The American Action Forum, a center-right policy institute, estimates Dodd-Frank has cost the financial industry more than $24 billion in compliance-related expenses.
As for the fiduciary rule, companies are concerned that it would cost them millions in commissions and would be costly to implement, so much so that some smaller and independent financial advisers might not be able to afford the cost of keeping up with the new regulations.
According to consulting firm AT Kearney, the fiduciary rule will result in roughly $20 billion of lost revenue for the financial industry by 2020.
It would take 60 Senate votes and a major legislative push to kill Dodd-Frank, and few in Washington say that’s likely.

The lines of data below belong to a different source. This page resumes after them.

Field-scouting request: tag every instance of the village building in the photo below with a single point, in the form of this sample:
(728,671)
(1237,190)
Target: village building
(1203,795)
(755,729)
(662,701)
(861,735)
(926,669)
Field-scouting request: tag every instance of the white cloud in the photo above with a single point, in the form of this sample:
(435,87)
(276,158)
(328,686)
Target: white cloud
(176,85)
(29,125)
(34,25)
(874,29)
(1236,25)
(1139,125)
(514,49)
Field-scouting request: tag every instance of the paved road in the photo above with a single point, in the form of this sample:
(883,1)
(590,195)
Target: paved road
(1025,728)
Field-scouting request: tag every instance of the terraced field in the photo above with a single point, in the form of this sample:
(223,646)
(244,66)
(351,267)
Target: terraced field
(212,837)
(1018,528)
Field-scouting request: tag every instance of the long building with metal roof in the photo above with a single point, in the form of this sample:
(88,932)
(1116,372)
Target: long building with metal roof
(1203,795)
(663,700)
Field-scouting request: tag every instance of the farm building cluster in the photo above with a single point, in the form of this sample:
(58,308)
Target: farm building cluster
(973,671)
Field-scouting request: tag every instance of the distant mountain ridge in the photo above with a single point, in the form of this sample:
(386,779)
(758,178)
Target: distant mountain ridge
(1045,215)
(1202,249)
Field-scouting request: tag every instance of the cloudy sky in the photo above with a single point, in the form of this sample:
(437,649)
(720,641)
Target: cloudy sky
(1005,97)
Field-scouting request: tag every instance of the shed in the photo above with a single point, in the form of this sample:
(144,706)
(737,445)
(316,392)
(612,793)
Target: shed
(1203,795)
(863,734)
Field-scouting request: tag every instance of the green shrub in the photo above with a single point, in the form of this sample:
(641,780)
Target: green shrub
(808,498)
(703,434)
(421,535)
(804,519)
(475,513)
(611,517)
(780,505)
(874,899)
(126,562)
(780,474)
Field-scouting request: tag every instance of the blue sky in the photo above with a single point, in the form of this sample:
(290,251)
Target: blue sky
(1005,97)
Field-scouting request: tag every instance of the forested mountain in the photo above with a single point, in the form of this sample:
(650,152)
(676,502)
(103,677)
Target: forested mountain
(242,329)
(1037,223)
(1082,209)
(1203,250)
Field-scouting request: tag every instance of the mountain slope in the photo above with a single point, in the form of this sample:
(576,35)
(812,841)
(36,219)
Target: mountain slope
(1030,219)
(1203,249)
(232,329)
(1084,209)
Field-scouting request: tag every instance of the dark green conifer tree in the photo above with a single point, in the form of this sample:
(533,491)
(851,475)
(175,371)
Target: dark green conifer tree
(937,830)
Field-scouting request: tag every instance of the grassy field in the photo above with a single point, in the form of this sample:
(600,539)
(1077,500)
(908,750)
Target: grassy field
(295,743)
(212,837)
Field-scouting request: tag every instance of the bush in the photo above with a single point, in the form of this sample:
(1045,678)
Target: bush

The president, backed by the financial services industry and Republican lawmakers, is likely to chip away many rules by using a variety of tactics, such as denying funds to enforcement agencies, appointing industry-friendly regulators or simply easing back on enforcement.
Enforcement could be diminished, depending on what happens to the leadership of the CFPB, which is independently funded by the Federal Reserve. Trump wants to appoint his own head of the agency, even though the term of CFPB Director Richard Cordray doesn’t expire until 2018. Republicans have proposed replacing the agency’s director with a five-member bipartisan committee.
The CFPB has aggressively cracked down on fraudulent and misleading financial products since its creation under DoddFrank in 2010. The agency says it collected $11.7 billion in relief for more than 27 million harmed consumers since its creation and handled nearly 1 million consumer complaints.
The CFPB “is the most effective consumer protection agency in the history of the United States. By far,” says Dennis Kelleher, CEO of non-profit advoca- cy group Better Markets. The CFPB levied a $100 million fine on Wells Fargo Bank for its illegal practice of secretly opening unauthorized deposit and credit card accounts. Other financial institutions that had to pay CFPB fines include Citigroup, JPMorgan Chase Bank, Bank of America, Equifax, TransUnion and Moneytree.
“One way to substantially reduce consumer protection, even if you don’t have the votes to abolish the agency, is to starve it of its funds. And I’m afraid that’s what they may be in the process of doing,” Barney Frank, a former Massachusetts congressman and partial namesake of the law told USA TODAY. “If you don’t keep the rules we have in place to restrain irresponsible risk-taking, you’ll have, at some point, another crash.”
Also probably quashed would be dozens of pending CFPB rules aimed at curbing financial industry abuses.
One prominent rule pending is aimed at the payday lending industry, which charges consumers interest rates as high as 300% for emergency loans. The rule would require lenders to take steps to make sure consumers have the ability to repay their loans.
“These are things that hit people directly in their pocketbook,” says Michael Barr, a law professor at the University of Michigan and a key architect of Dodd-Frank when he worked as the Treasury Department’s assistant secretary for financial institutions.